The laboratory tests of renewable UPM BioVerno diesel were conducted in the VTT Technical Research Centre (VTT) and field tests in Helsinki region bus traffic together with Helsinki Region Transport (HSL). The year-long bus field tests’ measurements were done by VTT, and the tests were also supported by Transdev Finland Oy, Volvo and St1.
The first laboratory tests were done with Euro III Class buses, which are still widely used on Finnish roads even today. UPM BioVerno diesel produced clearly lower emissions than fossil diesel. Compared to other advanced fuels, the emissions of UPM BioVerno diesel were at least as low as theirs.
“The use of UPM BioVerno diesel in the current bus fleet instead of fossil diesel would lower emissions from public transport significantly. This is good news as this Finnish wood-based fuel could immediately – and positively – affect the air quality in the Helsinki region,” says Sari Mannonen, Vice President of UPM Biofuels.
UPM BioVerno diesel worked well in year-long bus field tests
The field tests with buses were conducted by Transdev Finland on a regular bus route between the city of Kerava and Helsinki using four identical Volvo Euro VI Class buses that have low emissions and efficient engines. The test runs were done using 20%, 50% and 100% UPM BioVerno diesel and St1 was the fuel logistics provider in the tests.
According to test results, UPM BioVerno diesel is working very well in all blending ratios – just like the best diesel fuels – and fuel consumption was exactly the same. Together the four buses travelled some 400,000 km without any fuel-related incidents.
The Euro VI Class buses are equipped with diesel particulate filters (DPF) and selective catalytic reduction (SCR) catalysts which are capable of reducing emissions to a negligible level, so the tests did not show any significant differences in emissions between various fuels.
In Euro VI Class engines the fuel affects the emissions mainly indirectly: high quality fuel, such as UPM BioVerno, guarantees that the exhaust cleaning systems operate effectively even after driving significant mileage.

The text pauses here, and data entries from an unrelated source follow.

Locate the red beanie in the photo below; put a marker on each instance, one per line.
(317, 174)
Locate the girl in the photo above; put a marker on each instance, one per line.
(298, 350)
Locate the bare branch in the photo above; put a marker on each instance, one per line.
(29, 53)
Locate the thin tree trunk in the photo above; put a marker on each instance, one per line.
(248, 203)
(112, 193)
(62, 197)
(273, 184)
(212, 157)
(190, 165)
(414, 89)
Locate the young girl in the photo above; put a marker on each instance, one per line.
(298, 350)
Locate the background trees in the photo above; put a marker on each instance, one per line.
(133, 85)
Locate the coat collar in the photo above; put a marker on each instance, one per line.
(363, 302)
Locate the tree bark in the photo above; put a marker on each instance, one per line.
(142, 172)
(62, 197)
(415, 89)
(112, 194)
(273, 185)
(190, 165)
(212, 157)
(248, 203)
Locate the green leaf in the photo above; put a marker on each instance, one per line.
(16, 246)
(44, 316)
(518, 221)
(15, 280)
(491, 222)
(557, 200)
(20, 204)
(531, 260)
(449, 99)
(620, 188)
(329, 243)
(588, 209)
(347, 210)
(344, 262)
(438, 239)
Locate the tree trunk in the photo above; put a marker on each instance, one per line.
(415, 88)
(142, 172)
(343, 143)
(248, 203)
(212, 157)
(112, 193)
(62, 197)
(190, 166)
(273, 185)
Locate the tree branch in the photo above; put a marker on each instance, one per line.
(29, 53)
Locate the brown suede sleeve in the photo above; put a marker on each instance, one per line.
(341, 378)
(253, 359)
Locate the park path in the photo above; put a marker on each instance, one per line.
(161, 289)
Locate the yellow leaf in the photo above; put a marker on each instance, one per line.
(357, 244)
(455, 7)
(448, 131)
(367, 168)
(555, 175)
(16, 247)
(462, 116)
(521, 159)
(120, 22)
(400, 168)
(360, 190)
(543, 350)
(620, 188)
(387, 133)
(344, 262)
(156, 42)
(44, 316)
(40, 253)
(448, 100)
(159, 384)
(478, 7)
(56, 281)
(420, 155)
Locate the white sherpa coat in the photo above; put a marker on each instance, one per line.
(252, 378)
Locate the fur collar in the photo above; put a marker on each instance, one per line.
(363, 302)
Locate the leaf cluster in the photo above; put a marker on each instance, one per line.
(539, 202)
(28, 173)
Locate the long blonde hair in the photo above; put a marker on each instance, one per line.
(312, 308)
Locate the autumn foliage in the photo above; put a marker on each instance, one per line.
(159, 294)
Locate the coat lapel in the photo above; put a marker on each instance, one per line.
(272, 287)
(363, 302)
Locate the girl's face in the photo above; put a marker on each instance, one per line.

“We are happy with the test results – they show that UPM BioVerno could fully replace fossil diesel in current bus traffic. Biofuels have a significant role in our company’s targets, as we are aiming for carbon-free public transportation in the Helsinki region,” says Reijo Mäkinen, head of the Traffic Services department in HSL.
The bus field tests were part of a larger BioPilot project coordinated by VTT. The goal of the project was to encourage companies to commercialise renewable energy solutions in traffic.
“Advanced biofuels are a tested, well-functioning solution and a great opportunity for Finland. They could be our fast track to low emission traffic as they could be taken into use immediately and clearly cut down the emissions,” says Research Professor Nils-Olof Nylund from VTT.
HSL and VTT have started the BioSata project, which is a natural continuum for the BioPilot project which has now ended. The new project is proceeding to application phase and its target is to raise the level of biofuels used in HSL bus traffic up to 70-90% before the end of this decade.
Innovative renewable diesel from Finland
UPM’s renewable diesel, known as UPM BioVerno, is an innovation that will reduce greenhouse gas emissions by up to 80% and tailpipe emissions significantly when compared with fossil fuels.
This high quality biofuel is produced from a residue of the pulp industry, crude tall oil. UPM BioVerno is an ideal fuel for all diesel-powered vehicles.
UPM started the production of wood based renewable diesel in the UPM Lappeenranta Biorefinery in January 2015. The production capacity of the biorefinery is 120 million litres of renewable diesel annually. UPM BioVerno has been granted a Finnish Key Flag Symbol which can be granted to products that are manufactured in Finland and have a domestic origin degree of over 50%.